Morris was articled to an architect. However, under the influence of the poet and painter, Rossetti, he decided to become a painter. Shortly afterward he published his first book of verse, became interested in the design of wallpaper and the weaving of tapestries, and began the translation of Icelandic sagas. Involvement with the beginnings of the Arts and Crafts movement and a strong commitment to Socialism followed.

In a lecture delivered in 1881, Morris stated: “Every real work of art, even the humblest, is inimitable. I am most sure that all the heaped-up knowledge of modern science, all the energy of modern commerce, all the depth and spirituality of modern thought, cannot reproduce so much as the handicraft of an ignorant, superstitious Berkshire peasant of the fourteenth century; nay, of a wandering Kurdish shepherd, or of a skin-and-bone oppressed Indian ryot. This, I say, I am sure of; and to me the certainty is not depressing, but inspiriting, for it bids us remember that the world has been noteworthy for more than one century and one place, a fact which we are pretty apt to forget. . . .

That Morris finally turned his energies and talents to printing was no doubt due to his work with illuminated manuscripts and to interest in the printing of his own works. In addition, about 1888, conversations with his friend and neighbor Emery Walker, the engraver and printer, excited in him the interest which eventually resulted in the creation of a typeface and the founding of the Kelmscott Press with which Morris could indulge his ideas about typography and the making of books.

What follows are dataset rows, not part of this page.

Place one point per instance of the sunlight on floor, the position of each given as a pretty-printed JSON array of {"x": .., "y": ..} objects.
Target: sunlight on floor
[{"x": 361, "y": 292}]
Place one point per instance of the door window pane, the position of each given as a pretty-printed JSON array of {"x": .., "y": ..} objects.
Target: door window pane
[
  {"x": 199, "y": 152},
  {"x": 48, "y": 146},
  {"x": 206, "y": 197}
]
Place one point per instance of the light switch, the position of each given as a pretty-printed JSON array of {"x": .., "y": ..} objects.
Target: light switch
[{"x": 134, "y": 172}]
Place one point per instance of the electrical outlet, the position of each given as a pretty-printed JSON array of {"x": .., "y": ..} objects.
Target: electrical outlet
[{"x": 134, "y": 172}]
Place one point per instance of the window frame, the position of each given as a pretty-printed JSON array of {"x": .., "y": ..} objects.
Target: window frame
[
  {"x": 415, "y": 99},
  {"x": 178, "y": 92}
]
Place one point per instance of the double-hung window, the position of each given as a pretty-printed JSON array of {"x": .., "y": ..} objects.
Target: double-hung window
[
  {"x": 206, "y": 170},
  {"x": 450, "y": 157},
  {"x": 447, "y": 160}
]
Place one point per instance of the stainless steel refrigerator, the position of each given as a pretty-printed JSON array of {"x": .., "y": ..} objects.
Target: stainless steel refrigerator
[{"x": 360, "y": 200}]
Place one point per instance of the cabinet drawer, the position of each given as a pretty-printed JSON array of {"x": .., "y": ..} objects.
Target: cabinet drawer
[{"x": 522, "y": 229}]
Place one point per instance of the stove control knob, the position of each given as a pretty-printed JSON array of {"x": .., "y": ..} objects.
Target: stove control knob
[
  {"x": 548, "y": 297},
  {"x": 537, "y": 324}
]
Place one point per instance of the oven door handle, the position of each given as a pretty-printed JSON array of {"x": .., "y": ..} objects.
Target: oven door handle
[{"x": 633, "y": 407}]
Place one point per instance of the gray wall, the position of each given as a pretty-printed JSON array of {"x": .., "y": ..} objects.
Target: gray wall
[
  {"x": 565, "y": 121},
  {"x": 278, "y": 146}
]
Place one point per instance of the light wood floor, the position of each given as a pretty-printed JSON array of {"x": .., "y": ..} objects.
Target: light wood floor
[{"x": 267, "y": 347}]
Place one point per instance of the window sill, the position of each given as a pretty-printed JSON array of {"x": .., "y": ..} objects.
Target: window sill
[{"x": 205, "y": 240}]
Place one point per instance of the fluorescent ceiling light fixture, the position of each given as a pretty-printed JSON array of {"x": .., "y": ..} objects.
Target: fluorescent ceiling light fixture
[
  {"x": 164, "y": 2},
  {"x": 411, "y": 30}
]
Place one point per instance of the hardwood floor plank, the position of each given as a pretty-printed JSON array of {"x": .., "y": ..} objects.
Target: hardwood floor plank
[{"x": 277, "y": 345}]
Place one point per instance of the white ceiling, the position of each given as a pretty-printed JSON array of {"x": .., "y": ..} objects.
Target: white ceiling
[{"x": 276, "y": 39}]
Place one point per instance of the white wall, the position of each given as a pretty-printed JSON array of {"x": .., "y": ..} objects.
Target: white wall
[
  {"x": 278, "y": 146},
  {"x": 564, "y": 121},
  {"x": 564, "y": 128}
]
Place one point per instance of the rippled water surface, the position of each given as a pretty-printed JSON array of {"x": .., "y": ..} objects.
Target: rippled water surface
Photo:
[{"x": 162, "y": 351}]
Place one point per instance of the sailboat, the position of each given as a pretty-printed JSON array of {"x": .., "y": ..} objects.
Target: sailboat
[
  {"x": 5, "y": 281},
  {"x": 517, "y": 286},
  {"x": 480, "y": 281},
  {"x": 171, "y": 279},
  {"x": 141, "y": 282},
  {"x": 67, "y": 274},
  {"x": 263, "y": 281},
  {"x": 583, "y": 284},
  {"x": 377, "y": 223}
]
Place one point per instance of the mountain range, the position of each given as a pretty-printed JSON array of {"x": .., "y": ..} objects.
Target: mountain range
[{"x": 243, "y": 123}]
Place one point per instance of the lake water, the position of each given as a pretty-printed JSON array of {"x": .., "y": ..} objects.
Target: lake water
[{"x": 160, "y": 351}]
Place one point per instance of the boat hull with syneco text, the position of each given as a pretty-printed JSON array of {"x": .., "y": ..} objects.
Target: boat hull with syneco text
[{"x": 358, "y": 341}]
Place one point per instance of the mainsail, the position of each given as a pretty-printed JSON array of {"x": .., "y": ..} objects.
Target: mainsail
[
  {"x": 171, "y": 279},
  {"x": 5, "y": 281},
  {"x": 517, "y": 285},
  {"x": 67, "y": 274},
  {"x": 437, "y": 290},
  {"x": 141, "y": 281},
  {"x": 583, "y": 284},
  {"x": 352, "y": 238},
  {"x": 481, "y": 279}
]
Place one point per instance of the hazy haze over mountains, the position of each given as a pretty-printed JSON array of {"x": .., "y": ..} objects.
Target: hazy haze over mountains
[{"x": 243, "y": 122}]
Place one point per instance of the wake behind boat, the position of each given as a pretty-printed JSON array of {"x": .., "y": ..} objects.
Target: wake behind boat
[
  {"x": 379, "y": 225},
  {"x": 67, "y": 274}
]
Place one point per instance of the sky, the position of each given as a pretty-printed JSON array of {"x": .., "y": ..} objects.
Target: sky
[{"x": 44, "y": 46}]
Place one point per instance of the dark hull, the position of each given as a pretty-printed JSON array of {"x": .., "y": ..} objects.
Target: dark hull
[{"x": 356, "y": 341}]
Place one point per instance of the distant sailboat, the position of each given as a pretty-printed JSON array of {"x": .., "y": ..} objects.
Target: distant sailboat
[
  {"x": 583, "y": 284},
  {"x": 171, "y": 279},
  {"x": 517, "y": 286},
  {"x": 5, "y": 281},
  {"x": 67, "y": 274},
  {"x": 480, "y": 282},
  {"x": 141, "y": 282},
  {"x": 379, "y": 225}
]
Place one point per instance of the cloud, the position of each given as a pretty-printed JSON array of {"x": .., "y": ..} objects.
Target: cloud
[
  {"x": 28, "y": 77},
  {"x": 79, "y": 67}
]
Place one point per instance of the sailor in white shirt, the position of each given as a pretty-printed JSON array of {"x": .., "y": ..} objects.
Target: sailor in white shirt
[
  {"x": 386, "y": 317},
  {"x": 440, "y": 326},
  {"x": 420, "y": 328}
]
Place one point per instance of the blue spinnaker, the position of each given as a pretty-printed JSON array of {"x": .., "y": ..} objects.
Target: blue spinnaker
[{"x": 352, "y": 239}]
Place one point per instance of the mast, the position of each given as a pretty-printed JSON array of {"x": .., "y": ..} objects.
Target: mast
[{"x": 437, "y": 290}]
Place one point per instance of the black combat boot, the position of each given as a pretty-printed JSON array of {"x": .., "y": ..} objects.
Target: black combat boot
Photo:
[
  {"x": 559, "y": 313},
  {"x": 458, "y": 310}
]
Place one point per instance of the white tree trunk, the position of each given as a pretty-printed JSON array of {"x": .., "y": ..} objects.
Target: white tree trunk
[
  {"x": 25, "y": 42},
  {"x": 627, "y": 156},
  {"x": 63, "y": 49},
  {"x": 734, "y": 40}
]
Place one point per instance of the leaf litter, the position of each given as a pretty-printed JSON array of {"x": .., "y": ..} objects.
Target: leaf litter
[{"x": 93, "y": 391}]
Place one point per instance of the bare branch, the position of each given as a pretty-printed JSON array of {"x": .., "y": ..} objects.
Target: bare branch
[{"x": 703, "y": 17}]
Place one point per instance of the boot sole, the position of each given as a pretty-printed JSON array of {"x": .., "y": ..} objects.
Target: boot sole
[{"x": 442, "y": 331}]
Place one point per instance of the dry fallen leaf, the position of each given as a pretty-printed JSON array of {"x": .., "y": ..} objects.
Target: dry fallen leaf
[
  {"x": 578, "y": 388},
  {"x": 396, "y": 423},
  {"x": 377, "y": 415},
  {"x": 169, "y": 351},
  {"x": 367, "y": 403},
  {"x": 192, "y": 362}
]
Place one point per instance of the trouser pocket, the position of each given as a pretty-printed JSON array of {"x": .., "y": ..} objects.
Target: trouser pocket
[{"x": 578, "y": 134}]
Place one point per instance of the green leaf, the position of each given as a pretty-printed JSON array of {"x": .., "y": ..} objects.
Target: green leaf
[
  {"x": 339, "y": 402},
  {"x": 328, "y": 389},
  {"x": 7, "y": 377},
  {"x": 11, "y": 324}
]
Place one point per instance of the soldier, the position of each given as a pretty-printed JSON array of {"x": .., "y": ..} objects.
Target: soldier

The rest is history. Prior to his death in 1896 the Kelmscott Press produced a body of work which captured the imagination of printers and public alike. From this relatively short period has sprung the private press movement which has so influenced typography in our own time. Present-day writers and lecturers tend to discount this influence. Discussing the revival of the 19th century commercial types, such as the sans serifs and the Egyptians, one modern writer was annoyed that Morris had interfered with the logical typographical development of the industrial revolution by agitating for a revival of types of the 15th century.

The fact remains that during Morris’s lifetime, there was little effort to promote printing as a craft, much less as an art. Certainly the many beautifully proportioned roman types presently available to printers might never have been created had not their designers received inspiration and guidance from this man who attempted to set the taste for his age.